Why a core update now moves two algorithms, not one
Google’s position is that AI Overviews and AI Mode are powered by the same underlying ranking systems as organic Search. Foundationally, that’s true. In practice, the outputs of those two surfaces have diverged sharply.
Late 2024 research showed around 75% of AI Overview citations came from pages ranking in the organic top 12. BrightEdge research from October 2025 put the overlap at 54%. Two more recent 2026 studies, including independent analysis from Ahrefs and ALM Corp, found that only 17% to 38% of AI Overview citations now come from top-10 organic results.
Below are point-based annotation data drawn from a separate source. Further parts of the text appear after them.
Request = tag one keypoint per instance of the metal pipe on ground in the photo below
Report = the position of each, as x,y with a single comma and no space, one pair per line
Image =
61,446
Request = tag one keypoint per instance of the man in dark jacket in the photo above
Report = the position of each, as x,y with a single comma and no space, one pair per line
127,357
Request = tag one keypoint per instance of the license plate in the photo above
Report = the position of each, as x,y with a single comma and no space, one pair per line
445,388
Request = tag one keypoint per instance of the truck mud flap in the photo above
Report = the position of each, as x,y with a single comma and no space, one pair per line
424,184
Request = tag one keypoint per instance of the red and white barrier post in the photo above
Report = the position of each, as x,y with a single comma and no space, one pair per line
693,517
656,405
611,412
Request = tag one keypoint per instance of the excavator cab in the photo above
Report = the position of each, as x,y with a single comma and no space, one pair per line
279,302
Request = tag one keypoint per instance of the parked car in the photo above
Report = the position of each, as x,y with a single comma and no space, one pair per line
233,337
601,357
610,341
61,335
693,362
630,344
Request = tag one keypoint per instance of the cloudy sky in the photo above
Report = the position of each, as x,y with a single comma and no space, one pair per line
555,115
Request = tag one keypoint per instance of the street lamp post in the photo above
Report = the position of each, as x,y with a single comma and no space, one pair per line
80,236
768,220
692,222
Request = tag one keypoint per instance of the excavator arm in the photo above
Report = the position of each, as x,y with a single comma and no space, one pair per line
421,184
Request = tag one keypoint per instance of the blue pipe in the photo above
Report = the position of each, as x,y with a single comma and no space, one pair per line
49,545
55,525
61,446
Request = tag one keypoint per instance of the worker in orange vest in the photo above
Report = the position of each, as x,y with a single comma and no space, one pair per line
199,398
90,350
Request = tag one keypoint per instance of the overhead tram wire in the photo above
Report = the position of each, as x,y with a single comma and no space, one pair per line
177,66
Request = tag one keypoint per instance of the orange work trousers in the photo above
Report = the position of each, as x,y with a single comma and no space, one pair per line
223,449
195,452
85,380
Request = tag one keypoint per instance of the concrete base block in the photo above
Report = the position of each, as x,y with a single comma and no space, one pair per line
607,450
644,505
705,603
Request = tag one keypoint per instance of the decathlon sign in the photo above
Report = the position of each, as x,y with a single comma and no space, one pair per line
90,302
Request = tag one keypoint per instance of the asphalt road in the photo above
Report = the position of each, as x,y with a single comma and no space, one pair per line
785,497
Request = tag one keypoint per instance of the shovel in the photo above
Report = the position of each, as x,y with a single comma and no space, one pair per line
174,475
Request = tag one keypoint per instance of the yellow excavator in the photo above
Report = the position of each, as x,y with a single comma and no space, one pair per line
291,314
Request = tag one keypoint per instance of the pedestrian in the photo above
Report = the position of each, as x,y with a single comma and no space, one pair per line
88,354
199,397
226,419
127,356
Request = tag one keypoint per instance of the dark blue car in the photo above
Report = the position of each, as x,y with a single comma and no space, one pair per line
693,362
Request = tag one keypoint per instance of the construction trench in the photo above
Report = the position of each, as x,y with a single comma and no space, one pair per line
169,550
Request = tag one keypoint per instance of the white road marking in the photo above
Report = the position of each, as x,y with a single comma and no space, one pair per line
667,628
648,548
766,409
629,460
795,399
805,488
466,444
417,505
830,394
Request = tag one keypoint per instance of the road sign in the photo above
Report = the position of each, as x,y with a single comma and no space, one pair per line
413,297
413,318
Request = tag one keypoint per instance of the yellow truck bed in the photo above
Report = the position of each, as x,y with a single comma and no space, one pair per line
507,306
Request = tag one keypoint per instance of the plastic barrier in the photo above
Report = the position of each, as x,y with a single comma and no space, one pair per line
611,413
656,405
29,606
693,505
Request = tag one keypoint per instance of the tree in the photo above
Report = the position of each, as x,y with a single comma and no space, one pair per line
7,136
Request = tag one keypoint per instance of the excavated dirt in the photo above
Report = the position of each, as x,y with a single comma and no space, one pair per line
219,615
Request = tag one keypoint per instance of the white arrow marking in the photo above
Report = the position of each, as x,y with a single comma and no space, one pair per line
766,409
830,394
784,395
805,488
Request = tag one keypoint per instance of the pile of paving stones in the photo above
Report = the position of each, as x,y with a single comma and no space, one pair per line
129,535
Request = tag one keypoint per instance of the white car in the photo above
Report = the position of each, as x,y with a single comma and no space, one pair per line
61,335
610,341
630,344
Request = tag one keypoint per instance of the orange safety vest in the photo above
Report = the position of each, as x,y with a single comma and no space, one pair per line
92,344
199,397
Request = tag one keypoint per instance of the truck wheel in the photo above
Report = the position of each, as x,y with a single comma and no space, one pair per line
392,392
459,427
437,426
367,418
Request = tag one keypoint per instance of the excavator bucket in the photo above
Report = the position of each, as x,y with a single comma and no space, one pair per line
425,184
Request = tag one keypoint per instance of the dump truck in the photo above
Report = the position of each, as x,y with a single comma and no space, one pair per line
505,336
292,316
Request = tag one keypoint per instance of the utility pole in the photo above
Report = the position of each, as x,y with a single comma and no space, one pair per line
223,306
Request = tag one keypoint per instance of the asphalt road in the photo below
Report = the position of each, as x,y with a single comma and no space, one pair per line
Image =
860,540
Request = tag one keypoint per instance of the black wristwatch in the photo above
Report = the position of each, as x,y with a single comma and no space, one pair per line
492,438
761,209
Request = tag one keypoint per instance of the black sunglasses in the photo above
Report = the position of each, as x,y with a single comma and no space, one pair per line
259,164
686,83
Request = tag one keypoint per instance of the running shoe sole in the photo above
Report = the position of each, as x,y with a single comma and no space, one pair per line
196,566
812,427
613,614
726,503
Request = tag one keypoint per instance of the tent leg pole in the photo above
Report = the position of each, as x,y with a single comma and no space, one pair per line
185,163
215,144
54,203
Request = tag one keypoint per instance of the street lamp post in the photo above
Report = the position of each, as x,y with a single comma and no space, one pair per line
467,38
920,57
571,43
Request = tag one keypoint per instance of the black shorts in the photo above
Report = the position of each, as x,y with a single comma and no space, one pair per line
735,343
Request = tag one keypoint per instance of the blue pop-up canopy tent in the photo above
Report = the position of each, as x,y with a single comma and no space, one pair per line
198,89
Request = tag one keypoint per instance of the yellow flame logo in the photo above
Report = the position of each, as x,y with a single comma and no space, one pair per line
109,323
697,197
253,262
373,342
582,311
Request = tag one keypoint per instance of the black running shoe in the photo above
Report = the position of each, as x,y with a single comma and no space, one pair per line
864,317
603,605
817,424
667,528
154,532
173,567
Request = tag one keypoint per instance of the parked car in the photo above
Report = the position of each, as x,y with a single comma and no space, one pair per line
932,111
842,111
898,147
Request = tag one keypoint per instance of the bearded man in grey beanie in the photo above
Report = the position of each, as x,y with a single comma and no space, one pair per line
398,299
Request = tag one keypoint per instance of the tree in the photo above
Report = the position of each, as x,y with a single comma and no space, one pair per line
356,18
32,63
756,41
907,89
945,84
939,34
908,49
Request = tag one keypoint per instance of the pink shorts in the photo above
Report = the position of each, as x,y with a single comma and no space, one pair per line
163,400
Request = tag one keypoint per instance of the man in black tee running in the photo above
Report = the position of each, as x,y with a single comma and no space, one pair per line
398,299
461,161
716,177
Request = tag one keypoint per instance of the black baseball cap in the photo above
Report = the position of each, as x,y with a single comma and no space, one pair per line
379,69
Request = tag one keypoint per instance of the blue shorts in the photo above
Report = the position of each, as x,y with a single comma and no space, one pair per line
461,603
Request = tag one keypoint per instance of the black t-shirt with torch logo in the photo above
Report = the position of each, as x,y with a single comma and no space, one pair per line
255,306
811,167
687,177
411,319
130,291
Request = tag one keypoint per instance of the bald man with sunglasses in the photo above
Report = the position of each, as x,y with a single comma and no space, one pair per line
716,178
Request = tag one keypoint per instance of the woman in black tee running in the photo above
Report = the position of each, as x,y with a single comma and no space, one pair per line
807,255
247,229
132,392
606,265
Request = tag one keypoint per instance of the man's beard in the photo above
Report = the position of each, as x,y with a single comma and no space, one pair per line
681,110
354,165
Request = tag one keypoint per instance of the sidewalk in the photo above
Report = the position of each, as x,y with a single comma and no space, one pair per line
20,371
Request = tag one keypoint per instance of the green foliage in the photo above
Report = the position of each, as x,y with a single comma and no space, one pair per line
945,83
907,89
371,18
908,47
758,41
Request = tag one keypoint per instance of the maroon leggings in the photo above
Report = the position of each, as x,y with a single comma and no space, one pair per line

The gap has widened because Google uses a fan-out query process for AI-generated answers. Each user query is broken into multiple sub-queries, and the system cites pages that perform well across that wider cluster rather than just the original keyword. A page ranking sixth for one query might be cited because it ranks first for a related sub-query the user didn’t explicitly type.
Selection criteria differ too. Citation rewards structured, well-sourced content from credentialed domains with strong schema implementation. Conventional SEO levers like page recency, load speed and reading-grade level don’t predict citation. That’s the territory of Generative Engine Optimisation (GEO) and Answer Engine Optimisation (AEO), which operate on different evidence patterns than traditional ranking.
One site finishes the May 2026 rollout holding its #1 organic position but missing its AI Overview citation. Another finishes with two organic positions lost and a citation gained that it didn’t have before. Same algorithm change. Different outcomes. Those two surfaces now overlap in their outputs by only around a third, so the same shift in underlying signals produces different shifts on each surface.
There’s a third surface that doesn’t get mentioned in core update coverage at all. ChatGPT, Perplexity and Copilot use independent training data and retrieval systems. A Google core update tells you nothing about visibility in those tools, even though they’re now part of how qualified prospects research vendors.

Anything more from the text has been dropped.